Why Full Employment Is Required to Sustain a Society That We're Proud to Live in
Stay up to date with the latest headlines via email.
This article is part of Back To Full Employment, a forum on the possibilities for full employment in today’s economy.
Robert Pollin makes a compelling case for the centrality of full employment to the creation of a decent society, to the ability of individuals and families to live with dignity rather than despair, and to the overall health of an economy in which consumer spending is key to sustained growth. His capsule history of economic thinking on the causes of unemployment and the tradeoff between employment and inflation -- from Marx to Milton Friedman to Gösta Rehn -- is informative, and his main policy recommendations are difficult to argue with: increase employment in the United States by shifting $330 billion in annual spending from the military and fossil-fuel sectors to public and private investments in education and clean energy for a net gain of 4.8 million jobs.

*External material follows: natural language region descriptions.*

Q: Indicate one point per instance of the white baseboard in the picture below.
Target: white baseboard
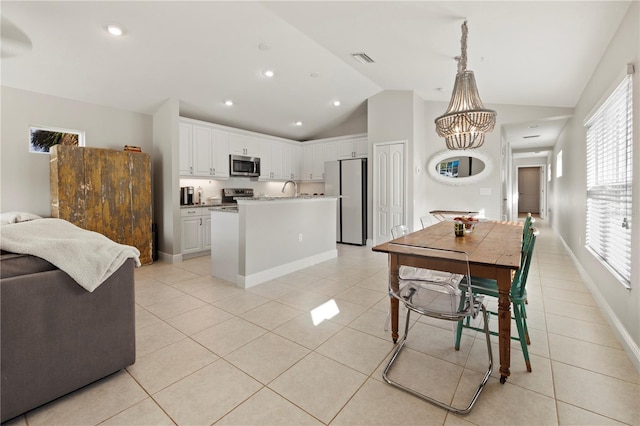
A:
(287, 268)
(627, 342)
(169, 258)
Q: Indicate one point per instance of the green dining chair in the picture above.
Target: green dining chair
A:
(489, 287)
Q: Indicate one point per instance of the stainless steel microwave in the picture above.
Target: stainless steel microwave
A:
(240, 165)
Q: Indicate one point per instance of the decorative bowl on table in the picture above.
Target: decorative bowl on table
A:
(468, 221)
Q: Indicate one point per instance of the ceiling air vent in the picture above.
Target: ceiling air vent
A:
(362, 58)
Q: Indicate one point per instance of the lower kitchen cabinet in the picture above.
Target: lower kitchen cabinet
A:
(195, 230)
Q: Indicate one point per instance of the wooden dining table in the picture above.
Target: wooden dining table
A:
(494, 250)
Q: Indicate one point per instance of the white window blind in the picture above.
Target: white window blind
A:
(609, 178)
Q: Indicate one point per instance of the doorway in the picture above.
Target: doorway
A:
(529, 190)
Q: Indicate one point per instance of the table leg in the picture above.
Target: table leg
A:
(504, 322)
(393, 302)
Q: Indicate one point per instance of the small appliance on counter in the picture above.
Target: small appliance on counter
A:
(240, 165)
(231, 195)
(186, 195)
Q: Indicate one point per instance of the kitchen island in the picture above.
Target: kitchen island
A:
(272, 236)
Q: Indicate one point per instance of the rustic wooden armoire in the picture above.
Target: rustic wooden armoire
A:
(105, 191)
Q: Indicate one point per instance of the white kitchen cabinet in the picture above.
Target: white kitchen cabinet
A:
(240, 144)
(291, 160)
(330, 151)
(277, 160)
(185, 150)
(190, 230)
(295, 156)
(313, 159)
(206, 229)
(195, 227)
(353, 148)
(307, 162)
(220, 161)
(204, 151)
(318, 162)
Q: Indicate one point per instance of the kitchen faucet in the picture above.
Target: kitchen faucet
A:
(295, 187)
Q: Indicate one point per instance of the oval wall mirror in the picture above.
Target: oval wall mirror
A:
(462, 168)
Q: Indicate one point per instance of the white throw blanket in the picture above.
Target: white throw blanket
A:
(88, 257)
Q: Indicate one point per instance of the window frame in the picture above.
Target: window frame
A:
(609, 200)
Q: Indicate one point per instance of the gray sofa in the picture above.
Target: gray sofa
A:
(56, 337)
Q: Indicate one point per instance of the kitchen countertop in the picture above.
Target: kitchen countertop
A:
(299, 197)
(190, 206)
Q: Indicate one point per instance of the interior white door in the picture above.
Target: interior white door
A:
(529, 190)
(389, 190)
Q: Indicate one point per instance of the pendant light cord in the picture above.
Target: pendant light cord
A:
(462, 59)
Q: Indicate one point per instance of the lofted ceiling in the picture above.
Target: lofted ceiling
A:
(205, 52)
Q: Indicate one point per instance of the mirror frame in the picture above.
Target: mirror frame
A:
(440, 156)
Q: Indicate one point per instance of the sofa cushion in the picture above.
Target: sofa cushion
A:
(13, 264)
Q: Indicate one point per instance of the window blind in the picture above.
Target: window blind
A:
(609, 179)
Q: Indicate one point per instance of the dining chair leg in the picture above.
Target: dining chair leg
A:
(522, 333)
(458, 335)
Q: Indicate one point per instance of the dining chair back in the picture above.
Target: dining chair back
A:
(399, 231)
(440, 297)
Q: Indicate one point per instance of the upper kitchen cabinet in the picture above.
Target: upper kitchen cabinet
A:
(204, 151)
(240, 144)
(313, 158)
(210, 152)
(276, 153)
(291, 161)
(186, 150)
(353, 148)
(330, 151)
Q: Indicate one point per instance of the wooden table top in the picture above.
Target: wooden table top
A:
(492, 243)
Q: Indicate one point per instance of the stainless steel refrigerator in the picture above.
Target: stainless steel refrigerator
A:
(348, 178)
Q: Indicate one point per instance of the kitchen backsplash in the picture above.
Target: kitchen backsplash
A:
(213, 188)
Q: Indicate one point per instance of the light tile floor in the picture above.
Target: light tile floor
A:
(210, 353)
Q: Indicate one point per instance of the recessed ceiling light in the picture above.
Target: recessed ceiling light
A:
(362, 58)
(115, 30)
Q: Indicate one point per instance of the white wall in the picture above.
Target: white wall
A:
(165, 183)
(568, 193)
(440, 196)
(24, 176)
(356, 123)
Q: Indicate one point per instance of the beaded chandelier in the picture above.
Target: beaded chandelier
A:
(467, 120)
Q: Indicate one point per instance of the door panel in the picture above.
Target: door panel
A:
(389, 189)
(529, 190)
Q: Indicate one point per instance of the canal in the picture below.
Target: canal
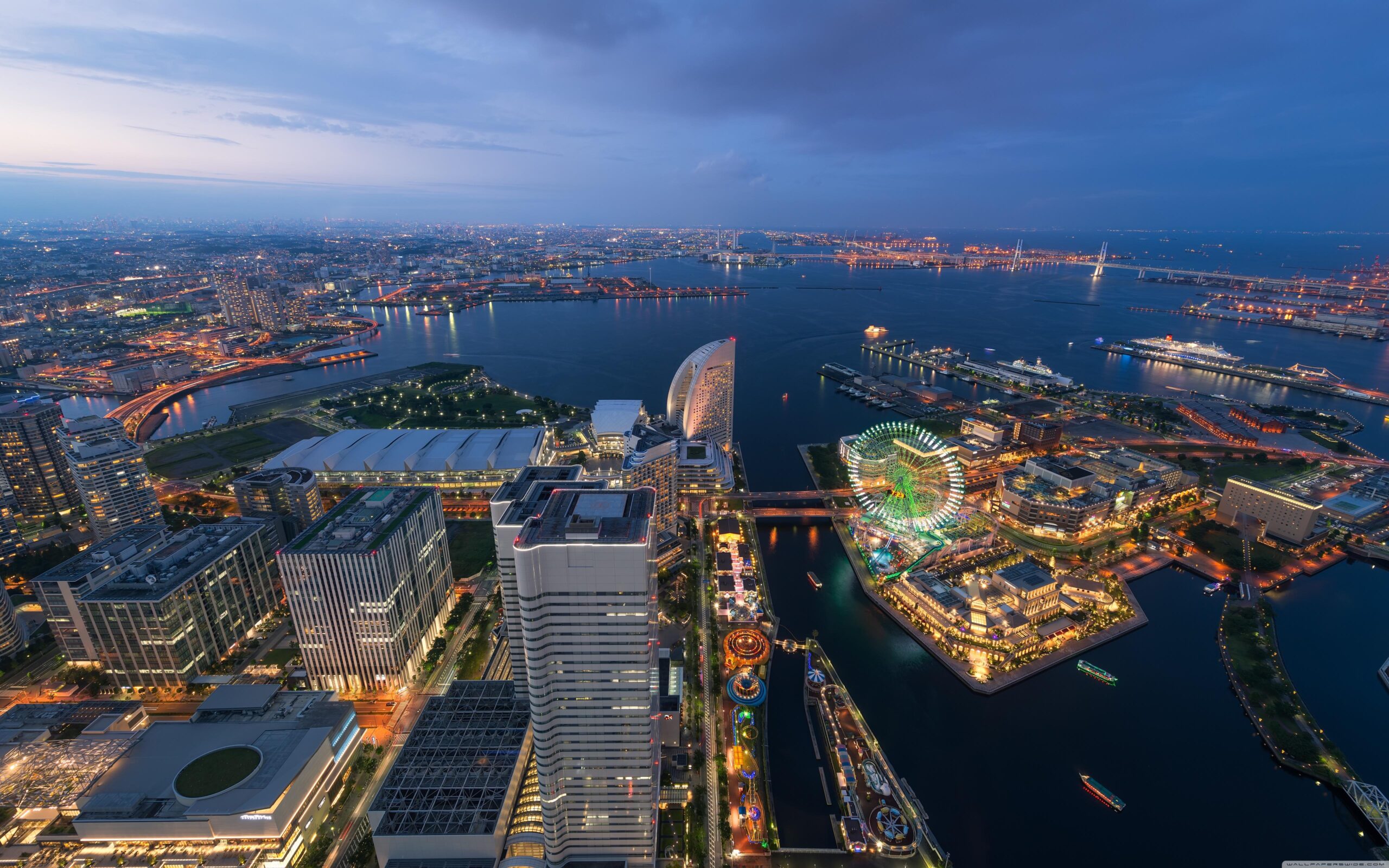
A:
(999, 774)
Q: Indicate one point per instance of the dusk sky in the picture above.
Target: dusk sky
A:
(1134, 114)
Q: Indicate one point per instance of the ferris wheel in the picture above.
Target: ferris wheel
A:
(906, 480)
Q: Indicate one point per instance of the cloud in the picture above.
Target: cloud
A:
(730, 170)
(274, 122)
(11, 169)
(478, 145)
(184, 135)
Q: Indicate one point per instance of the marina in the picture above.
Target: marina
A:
(876, 813)
(1219, 363)
(1098, 674)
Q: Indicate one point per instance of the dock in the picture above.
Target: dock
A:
(1248, 373)
(878, 813)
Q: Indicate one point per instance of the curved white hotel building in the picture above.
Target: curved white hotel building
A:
(700, 400)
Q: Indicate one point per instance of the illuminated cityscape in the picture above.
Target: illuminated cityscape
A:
(660, 435)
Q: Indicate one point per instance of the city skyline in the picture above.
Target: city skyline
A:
(774, 116)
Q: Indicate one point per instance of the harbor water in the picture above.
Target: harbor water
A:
(998, 775)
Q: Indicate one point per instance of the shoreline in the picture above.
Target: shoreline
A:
(961, 670)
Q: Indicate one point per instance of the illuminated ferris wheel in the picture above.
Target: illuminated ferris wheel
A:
(907, 481)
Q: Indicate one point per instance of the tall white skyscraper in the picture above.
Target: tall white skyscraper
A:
(700, 400)
(513, 506)
(587, 585)
(367, 588)
(112, 478)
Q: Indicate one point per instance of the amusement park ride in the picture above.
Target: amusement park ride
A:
(910, 488)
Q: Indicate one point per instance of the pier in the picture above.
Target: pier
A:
(878, 813)
(1249, 373)
(1271, 725)
(963, 670)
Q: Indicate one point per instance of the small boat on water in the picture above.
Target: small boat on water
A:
(1102, 792)
(1094, 671)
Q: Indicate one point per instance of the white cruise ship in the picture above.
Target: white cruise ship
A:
(1187, 349)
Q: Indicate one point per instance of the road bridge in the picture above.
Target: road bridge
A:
(1373, 805)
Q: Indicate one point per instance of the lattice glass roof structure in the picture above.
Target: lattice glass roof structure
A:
(452, 775)
(53, 774)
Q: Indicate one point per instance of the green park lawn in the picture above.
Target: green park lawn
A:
(472, 546)
(217, 450)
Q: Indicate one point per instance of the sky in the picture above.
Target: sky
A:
(778, 114)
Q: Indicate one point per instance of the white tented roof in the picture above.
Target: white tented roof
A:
(616, 417)
(388, 450)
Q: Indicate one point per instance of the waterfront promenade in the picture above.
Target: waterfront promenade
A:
(960, 668)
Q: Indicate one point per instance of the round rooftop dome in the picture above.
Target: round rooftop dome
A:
(217, 771)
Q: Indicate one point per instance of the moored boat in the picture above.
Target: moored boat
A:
(1102, 792)
(1094, 671)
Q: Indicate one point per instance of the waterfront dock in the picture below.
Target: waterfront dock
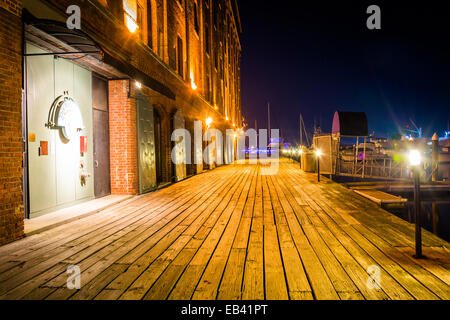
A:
(232, 234)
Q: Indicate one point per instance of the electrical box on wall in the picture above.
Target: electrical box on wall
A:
(83, 144)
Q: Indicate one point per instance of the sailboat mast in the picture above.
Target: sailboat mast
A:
(301, 130)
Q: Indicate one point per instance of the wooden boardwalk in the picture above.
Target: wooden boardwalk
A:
(232, 233)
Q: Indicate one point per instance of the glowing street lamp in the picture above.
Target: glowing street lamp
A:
(415, 160)
(318, 154)
(300, 153)
(193, 85)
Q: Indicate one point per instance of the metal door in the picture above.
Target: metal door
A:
(179, 148)
(146, 145)
(102, 181)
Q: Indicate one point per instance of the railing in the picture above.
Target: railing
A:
(382, 168)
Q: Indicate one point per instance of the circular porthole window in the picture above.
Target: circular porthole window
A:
(65, 115)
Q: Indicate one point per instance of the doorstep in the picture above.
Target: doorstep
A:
(63, 216)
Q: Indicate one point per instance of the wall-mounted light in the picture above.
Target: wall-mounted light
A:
(208, 122)
(131, 23)
(193, 85)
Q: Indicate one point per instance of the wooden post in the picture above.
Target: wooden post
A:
(356, 156)
(417, 213)
(435, 158)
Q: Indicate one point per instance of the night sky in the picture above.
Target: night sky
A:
(316, 57)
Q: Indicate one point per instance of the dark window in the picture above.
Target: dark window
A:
(180, 58)
(149, 24)
(196, 21)
(208, 88)
(207, 38)
(140, 18)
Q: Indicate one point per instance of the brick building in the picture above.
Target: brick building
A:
(89, 112)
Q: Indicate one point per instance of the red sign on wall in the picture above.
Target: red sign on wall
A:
(43, 148)
(83, 144)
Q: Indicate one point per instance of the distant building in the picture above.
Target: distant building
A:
(99, 104)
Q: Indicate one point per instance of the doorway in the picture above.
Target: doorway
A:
(102, 181)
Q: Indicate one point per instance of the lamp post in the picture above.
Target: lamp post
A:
(415, 160)
(300, 152)
(318, 154)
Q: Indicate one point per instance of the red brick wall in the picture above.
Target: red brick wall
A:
(11, 202)
(123, 139)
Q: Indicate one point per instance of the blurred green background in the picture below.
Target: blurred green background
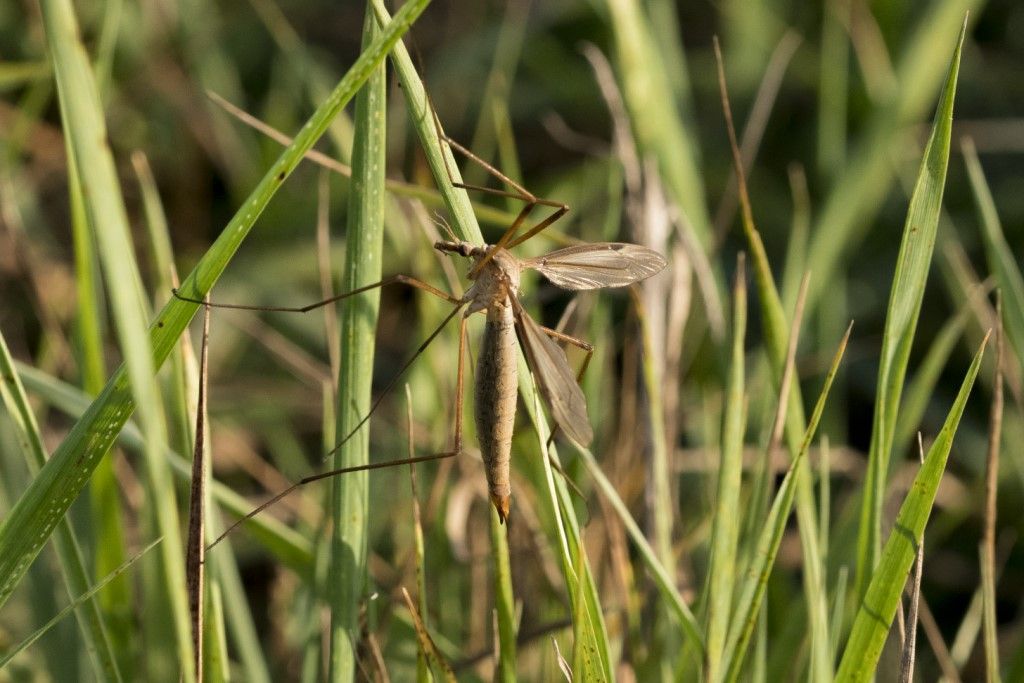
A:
(834, 102)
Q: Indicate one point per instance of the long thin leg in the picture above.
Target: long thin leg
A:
(406, 280)
(506, 241)
(459, 386)
(401, 372)
(324, 475)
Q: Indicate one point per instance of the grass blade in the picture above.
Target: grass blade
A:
(90, 619)
(1001, 261)
(92, 165)
(659, 130)
(721, 572)
(350, 495)
(879, 604)
(755, 583)
(80, 600)
(901, 319)
(44, 503)
(862, 185)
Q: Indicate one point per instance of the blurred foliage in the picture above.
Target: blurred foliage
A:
(521, 85)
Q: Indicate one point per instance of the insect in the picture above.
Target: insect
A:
(496, 275)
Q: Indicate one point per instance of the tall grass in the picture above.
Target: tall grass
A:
(737, 517)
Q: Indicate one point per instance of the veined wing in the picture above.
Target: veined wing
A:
(554, 377)
(591, 266)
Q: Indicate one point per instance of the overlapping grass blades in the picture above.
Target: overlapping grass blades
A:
(41, 507)
(882, 597)
(901, 318)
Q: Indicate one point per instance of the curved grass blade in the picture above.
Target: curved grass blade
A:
(504, 600)
(80, 600)
(357, 315)
(752, 591)
(665, 582)
(438, 156)
(901, 318)
(588, 621)
(73, 566)
(92, 168)
(44, 503)
(1001, 260)
(861, 187)
(283, 542)
(725, 535)
(776, 333)
(879, 604)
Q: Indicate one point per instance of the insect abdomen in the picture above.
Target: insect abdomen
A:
(497, 384)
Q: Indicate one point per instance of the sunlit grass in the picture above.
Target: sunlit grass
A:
(712, 530)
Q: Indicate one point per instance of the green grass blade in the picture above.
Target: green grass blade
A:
(504, 600)
(861, 187)
(722, 562)
(921, 388)
(90, 619)
(37, 512)
(1001, 260)
(591, 638)
(833, 86)
(776, 333)
(880, 602)
(285, 544)
(664, 580)
(438, 157)
(91, 161)
(350, 495)
(77, 602)
(901, 319)
(755, 582)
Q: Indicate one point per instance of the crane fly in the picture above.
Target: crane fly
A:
(496, 274)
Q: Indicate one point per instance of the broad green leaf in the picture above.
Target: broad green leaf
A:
(882, 598)
(901, 319)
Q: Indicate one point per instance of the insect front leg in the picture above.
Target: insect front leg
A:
(508, 239)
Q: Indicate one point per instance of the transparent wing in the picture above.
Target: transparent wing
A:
(591, 266)
(554, 377)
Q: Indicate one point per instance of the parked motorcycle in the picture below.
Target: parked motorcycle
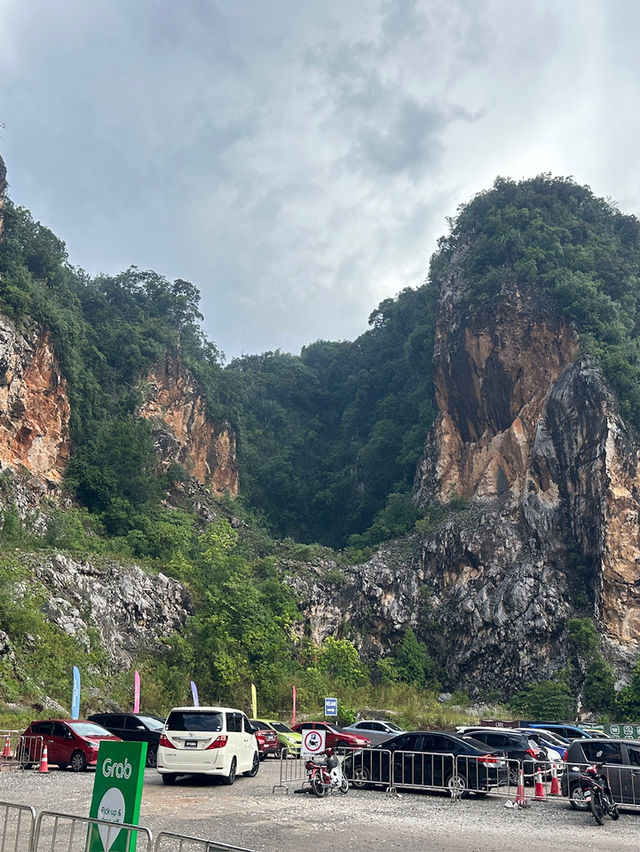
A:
(325, 775)
(597, 793)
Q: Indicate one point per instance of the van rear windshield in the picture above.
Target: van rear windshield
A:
(192, 721)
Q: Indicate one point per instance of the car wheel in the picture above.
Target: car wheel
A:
(456, 784)
(361, 777)
(251, 773)
(231, 777)
(576, 799)
(78, 762)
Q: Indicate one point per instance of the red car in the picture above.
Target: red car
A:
(335, 737)
(69, 742)
(267, 740)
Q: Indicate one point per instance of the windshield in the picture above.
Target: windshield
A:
(191, 720)
(152, 723)
(89, 729)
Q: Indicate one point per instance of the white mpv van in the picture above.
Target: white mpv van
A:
(207, 741)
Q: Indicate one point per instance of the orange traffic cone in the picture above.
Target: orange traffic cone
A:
(539, 791)
(520, 799)
(44, 760)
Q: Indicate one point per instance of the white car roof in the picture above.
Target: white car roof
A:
(205, 710)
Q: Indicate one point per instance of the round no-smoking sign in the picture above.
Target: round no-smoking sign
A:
(313, 742)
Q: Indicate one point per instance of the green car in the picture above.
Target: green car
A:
(289, 740)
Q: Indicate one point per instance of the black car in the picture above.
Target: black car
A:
(519, 749)
(428, 759)
(620, 760)
(134, 727)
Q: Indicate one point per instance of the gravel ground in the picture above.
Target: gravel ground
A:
(251, 815)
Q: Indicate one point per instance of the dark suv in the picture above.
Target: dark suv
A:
(134, 727)
(515, 746)
(620, 760)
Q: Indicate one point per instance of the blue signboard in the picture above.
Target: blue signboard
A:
(331, 707)
(75, 694)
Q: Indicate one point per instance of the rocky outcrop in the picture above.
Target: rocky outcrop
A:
(3, 187)
(529, 435)
(34, 404)
(129, 611)
(184, 434)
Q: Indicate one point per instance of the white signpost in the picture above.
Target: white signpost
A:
(331, 707)
(313, 742)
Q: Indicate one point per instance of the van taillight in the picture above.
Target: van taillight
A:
(219, 742)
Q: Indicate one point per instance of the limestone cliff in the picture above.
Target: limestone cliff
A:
(183, 431)
(34, 404)
(3, 186)
(530, 434)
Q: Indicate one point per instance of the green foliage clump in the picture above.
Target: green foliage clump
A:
(328, 436)
(549, 699)
(413, 662)
(576, 249)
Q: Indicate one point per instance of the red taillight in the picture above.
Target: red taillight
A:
(219, 742)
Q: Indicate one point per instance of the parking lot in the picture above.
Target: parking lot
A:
(250, 814)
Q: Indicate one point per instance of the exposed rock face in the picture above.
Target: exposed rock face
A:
(131, 611)
(183, 432)
(491, 378)
(34, 404)
(529, 432)
(3, 187)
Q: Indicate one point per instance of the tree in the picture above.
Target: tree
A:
(339, 660)
(413, 663)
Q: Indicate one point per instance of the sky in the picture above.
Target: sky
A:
(297, 159)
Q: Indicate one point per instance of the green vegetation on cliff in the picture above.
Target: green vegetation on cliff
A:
(328, 441)
(555, 235)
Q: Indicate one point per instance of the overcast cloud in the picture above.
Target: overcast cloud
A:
(296, 159)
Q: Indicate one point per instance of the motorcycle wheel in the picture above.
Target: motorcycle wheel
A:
(317, 787)
(597, 808)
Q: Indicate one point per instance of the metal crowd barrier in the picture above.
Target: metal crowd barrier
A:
(166, 841)
(56, 832)
(16, 827)
(456, 774)
(292, 770)
(29, 750)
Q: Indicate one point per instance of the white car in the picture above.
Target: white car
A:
(375, 726)
(207, 741)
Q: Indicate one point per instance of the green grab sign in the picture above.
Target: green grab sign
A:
(117, 790)
(622, 731)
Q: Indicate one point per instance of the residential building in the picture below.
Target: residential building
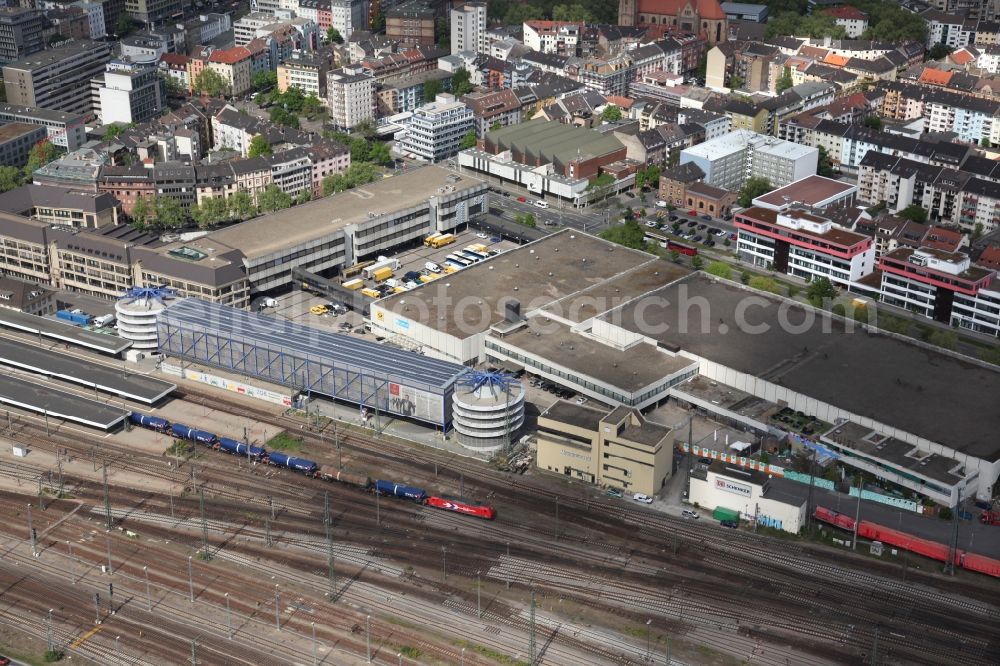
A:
(153, 11)
(803, 244)
(305, 72)
(493, 109)
(468, 28)
(235, 68)
(17, 140)
(53, 205)
(21, 33)
(729, 160)
(57, 79)
(853, 20)
(347, 16)
(562, 37)
(65, 130)
(128, 92)
(740, 11)
(617, 448)
(411, 23)
(351, 93)
(435, 131)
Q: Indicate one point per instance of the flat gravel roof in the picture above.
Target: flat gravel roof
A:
(78, 371)
(57, 330)
(305, 341)
(59, 404)
(928, 393)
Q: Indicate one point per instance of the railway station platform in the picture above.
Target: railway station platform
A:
(52, 329)
(59, 404)
(71, 369)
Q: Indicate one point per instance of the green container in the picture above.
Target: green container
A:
(722, 513)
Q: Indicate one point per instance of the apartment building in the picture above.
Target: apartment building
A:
(128, 92)
(305, 72)
(411, 23)
(804, 244)
(351, 93)
(57, 79)
(435, 131)
(468, 28)
(730, 159)
(22, 32)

I do have one quarrel with the analysis. Pollin observes the low unemployment achieved by the U.S. economy in the late 1990s despite globalization and accepts this as evidence that the United States doesn’t have to address its trade deficit to achieve full employment. But this was possible only in a bubble scenario. With a high trade deficit, either the public or private sector (the latter, in the 1990s example) must incur debt in order to maintain high employment. Reducing the trade deficit is essential to sustaining full employment without a repeat of bubble boom and bust.
Pollin’s central argument, however, is sound, though it might benefit from further elaboration. I take as my starting point his definition of full employment -- with which I am in full agreement -- as not simply workers scratching out a living somehow but as an abundance of jobs with decent wages and working conditions. This definition of full employment raises two issues that need to be confronted: first, the implications of employers’ increased power over workers vis-à-vis wage setting, and second, the implicit willingness of policymakers to count as employment care-work jobs that pay poverty wages. Without this fiction, achieving full employment is a far more difficult proposition. If full employment means jobs for all at decent wages, then we need to be concerned about both re-employing the millions of men who lost jobs in manufacturing and construction and about wages and job quality in the rapidly expanding care-work sectors in which millions of women labor.
On the wage front, the decline in unionization means that older ideas of wages as the result of a grand bargain (or great struggle) over the division of productivity gains are no longer relevant. Unions are not the countervailing force they were in the quarter century from 1948 to 1973, able to compel employers -- through direct negotiations and the “union threat effect” at non-union companies -- to agree to a reasonable division of a growing economic pie.
From the point of view of today’s employers, the notion of wages as a means of securing a decent standard of living for Americans is so last century. At a meeting of the Philadelphia chapter of the National Association of Business Economists, I asked the owner of a medium-sized business whether his employees’ wages were rising along with increases in productivity. “I make it. I take it,” he answered. Like most employers -- and any manager who has taken a course in human-resource management -- he believed that the wage functions to provide workers with an incentive to show up for work and do what managers expect. His workers show up for work -- proof that he is paying them fairly.